Buffy the Vampire Slayer: The Body

“I don't understand. I don't understand how this all happens. How we go through this. I mean I knew her, and then she's, there's just a body, and I don't understand why she can't just get back in it and not be dead any more. It's stupid. It's mortal and stupid, and, and Xander's crying and not talking, and I was having fruit punch and I thought, well, Joyce will never have any more fruit punch, ever. And she'll never have eggs, or yawn, or brush her hair, not ever and no one will explain to me why."

Ok, deep breath. I can do this. Even though this episode hurts so much.
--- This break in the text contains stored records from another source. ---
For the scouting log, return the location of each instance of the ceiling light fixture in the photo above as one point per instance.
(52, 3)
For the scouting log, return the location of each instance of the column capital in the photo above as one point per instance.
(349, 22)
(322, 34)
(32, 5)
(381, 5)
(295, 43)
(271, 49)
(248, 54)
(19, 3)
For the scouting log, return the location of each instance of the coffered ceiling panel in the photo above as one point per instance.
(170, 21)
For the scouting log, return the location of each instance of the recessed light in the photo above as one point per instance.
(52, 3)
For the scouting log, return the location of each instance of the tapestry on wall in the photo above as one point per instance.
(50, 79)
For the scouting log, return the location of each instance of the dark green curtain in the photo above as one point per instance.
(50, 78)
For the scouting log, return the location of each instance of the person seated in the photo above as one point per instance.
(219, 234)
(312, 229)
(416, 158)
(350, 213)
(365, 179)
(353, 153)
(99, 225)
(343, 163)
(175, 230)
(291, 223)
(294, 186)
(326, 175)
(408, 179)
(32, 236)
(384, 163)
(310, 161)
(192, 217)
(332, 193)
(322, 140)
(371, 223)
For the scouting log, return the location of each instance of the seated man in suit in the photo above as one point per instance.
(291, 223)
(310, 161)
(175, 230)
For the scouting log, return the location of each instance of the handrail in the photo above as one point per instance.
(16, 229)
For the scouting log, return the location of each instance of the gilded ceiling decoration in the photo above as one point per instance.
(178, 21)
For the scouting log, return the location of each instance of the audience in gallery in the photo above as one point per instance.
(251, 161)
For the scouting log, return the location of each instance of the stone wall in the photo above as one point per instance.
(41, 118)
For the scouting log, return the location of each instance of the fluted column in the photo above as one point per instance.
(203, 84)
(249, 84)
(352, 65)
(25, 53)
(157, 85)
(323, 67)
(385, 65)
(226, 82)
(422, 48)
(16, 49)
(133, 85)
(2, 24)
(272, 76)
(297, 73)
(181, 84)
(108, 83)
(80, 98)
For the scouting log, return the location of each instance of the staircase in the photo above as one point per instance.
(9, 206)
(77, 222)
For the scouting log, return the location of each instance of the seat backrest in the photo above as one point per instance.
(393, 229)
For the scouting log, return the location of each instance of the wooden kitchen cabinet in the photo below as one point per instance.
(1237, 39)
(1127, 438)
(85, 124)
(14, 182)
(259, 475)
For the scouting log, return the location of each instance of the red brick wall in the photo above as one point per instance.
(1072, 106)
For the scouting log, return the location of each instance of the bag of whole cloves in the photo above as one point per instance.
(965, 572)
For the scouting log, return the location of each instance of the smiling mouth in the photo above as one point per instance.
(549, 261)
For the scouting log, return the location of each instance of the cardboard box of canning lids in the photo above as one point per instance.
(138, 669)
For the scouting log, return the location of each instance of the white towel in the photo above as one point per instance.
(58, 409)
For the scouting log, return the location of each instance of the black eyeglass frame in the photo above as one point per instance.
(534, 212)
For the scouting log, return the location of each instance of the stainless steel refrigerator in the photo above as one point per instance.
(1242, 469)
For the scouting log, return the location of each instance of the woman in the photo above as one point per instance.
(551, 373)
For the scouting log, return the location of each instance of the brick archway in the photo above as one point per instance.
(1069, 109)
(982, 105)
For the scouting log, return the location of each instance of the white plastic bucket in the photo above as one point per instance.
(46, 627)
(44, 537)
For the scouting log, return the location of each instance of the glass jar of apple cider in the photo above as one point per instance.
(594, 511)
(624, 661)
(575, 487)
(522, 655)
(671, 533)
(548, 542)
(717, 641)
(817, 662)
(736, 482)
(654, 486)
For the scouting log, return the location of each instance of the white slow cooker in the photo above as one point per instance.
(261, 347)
DAMN YOU, WHEDON!

Joss himself write and directs, and sets such a sombre and unsettling mood, in large part through the extended use of silences to convey not only grief but also the awkwardness of not knowing what to do, what is socially acceptable, and to what extent we should broadcast our feelings when we lose a loved one. The scoobies are all young and just feeling their way through all this, and the episode consists, McLuhan-like, in characters not communicating and being incapable of reconciling their feelings, their feeling about how they should be feeling, and whatever the rules are supposed to be when the sky falls in. One theme of this episode is the silliness, and simultaneously the necessity of social conventions at times of extreme emotion. Anya may provide the comic relief in breaking these rules, but at least she’s being herself. This contrasts with Xander’s lack of eloquence as he punches the wall and Willow’s displaced distress over what to wear.

Another deep breath. New paragraph. And hopefully a shorter one.

The opening scenes are brutal, presenting Buffy and the viewer with a body, an object, that is not Joyce. We feel for Buffy in the eternity before the paramedics arrive and both we and her are punched in the face with the brutality of the language they use: ”Try not to disturb the body”. Even more brutal is Buffy having to break the news to Dawn. We know what’s coming as we see Dawn in her art class, adrift in the everyday concerns of a teenage girl, and as we hear her teacher speak of “The negative space around the object”. That’s a fair description of what this episode is about if ever I saw one.

We cut to scenes of the scoobies’ silent reactions to the news. We are not used to seeing them so helpless and distressed, but this is nothing so manageable as a monster. Death by natural causes is the most harrowing thing that has ever happened in Buffy, and it hits everything like a train. No one reacts well. No one really knows how to. Except Tara, who has experience bereavement before, and who seems less awkward with Buffy than before.  No one can cope with the lack of a simple linear cause or, in the case of Buffy, with not being able to know for certain that there is nothing she could have done.

Her mother “probably” didn’t suffer. Probably. Such a cruel word.